Competitividad, productividad y señales al mercado

Por su parte, el director de la Asesoría de Política Comercial del Ministerio de Economía y Finanzas, Juan Labraga, explicó que la globalización está cambiando sus dinámicas, impulsada ahora por la inteligencia artificial y por nuevas exigencias medioambientales y laborales, lo que obliga a las economías a adaptarse rápidamente.

En esa línea, defendió el proyecto de Ley de Competitividad que debate el Parlamento, el cual habilita la figura del ‘segundo importador’ para achicar los márgenes de ganancia empresariales y abaratar el costo de vida y de producción.

Labraga citó un estudio del Banco Interamericano de Desarrollo (BID) que estima un crecimiento del producto interior bruto (PIB) uruguayo de entre un 1,5 % y un 1,9 % en diez años gracias al acuerdo birregional.

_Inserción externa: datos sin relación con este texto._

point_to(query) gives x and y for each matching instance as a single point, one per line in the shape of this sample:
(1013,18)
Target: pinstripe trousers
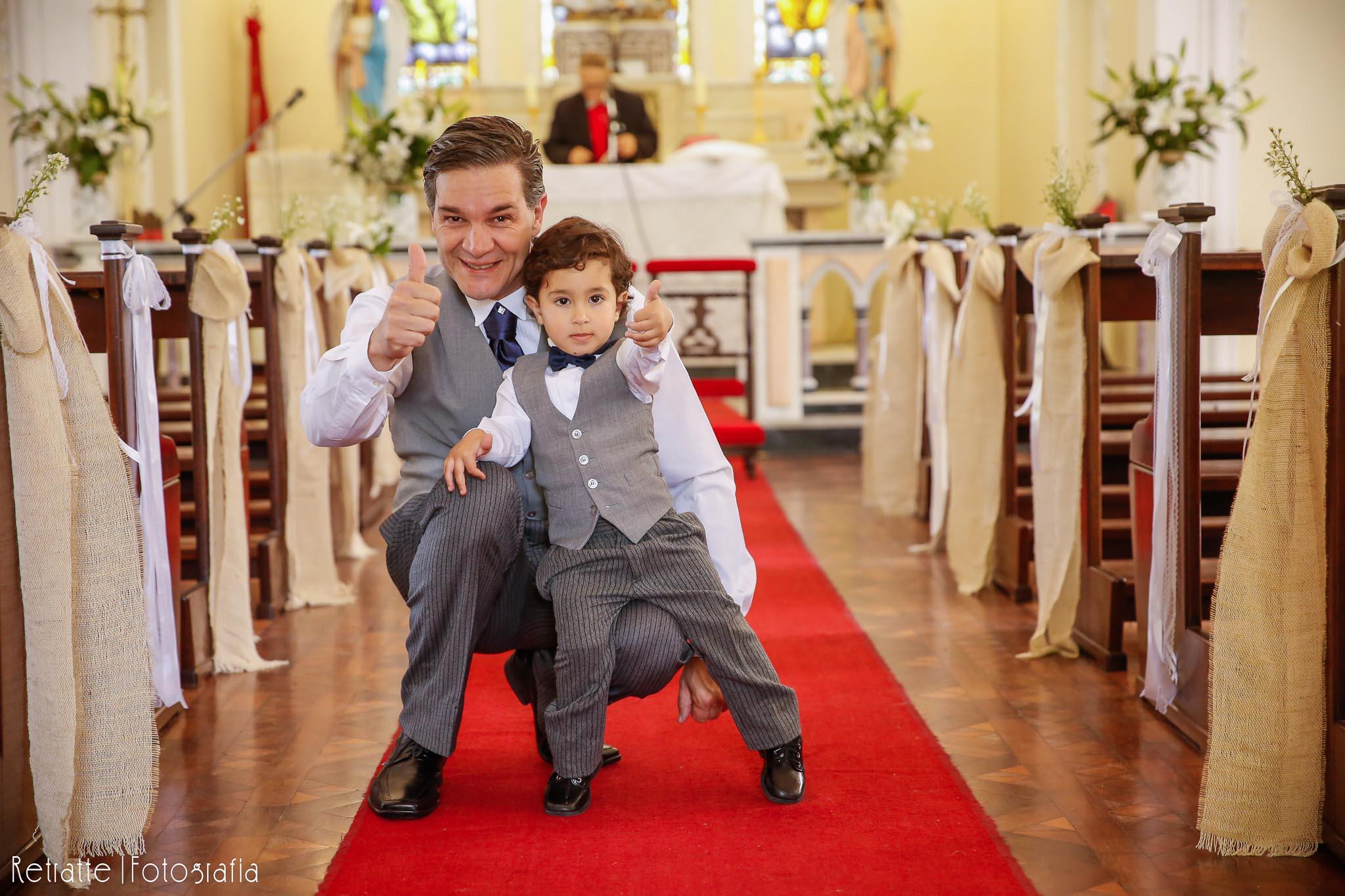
(464,565)
(669,568)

Además, destacó que más de la mitad de ese repunte (entre 0,7 y 0,9 puntos) provendrá del aumento de la productividad, lo que deberá traducirse en más empleo y mejores salarios para la población.

Finalmente, la académica Virginia Delisante concluyó que la estricta normativa europea obligará a la industria local a «competir hacia arriba».

Esta agregó que Uruguay cuenta con una fuerte ventaja comparativa para atraer capitales gracias a una matriz energética sustentable en un 98 % y a su apuesta por el hidrógeno verde.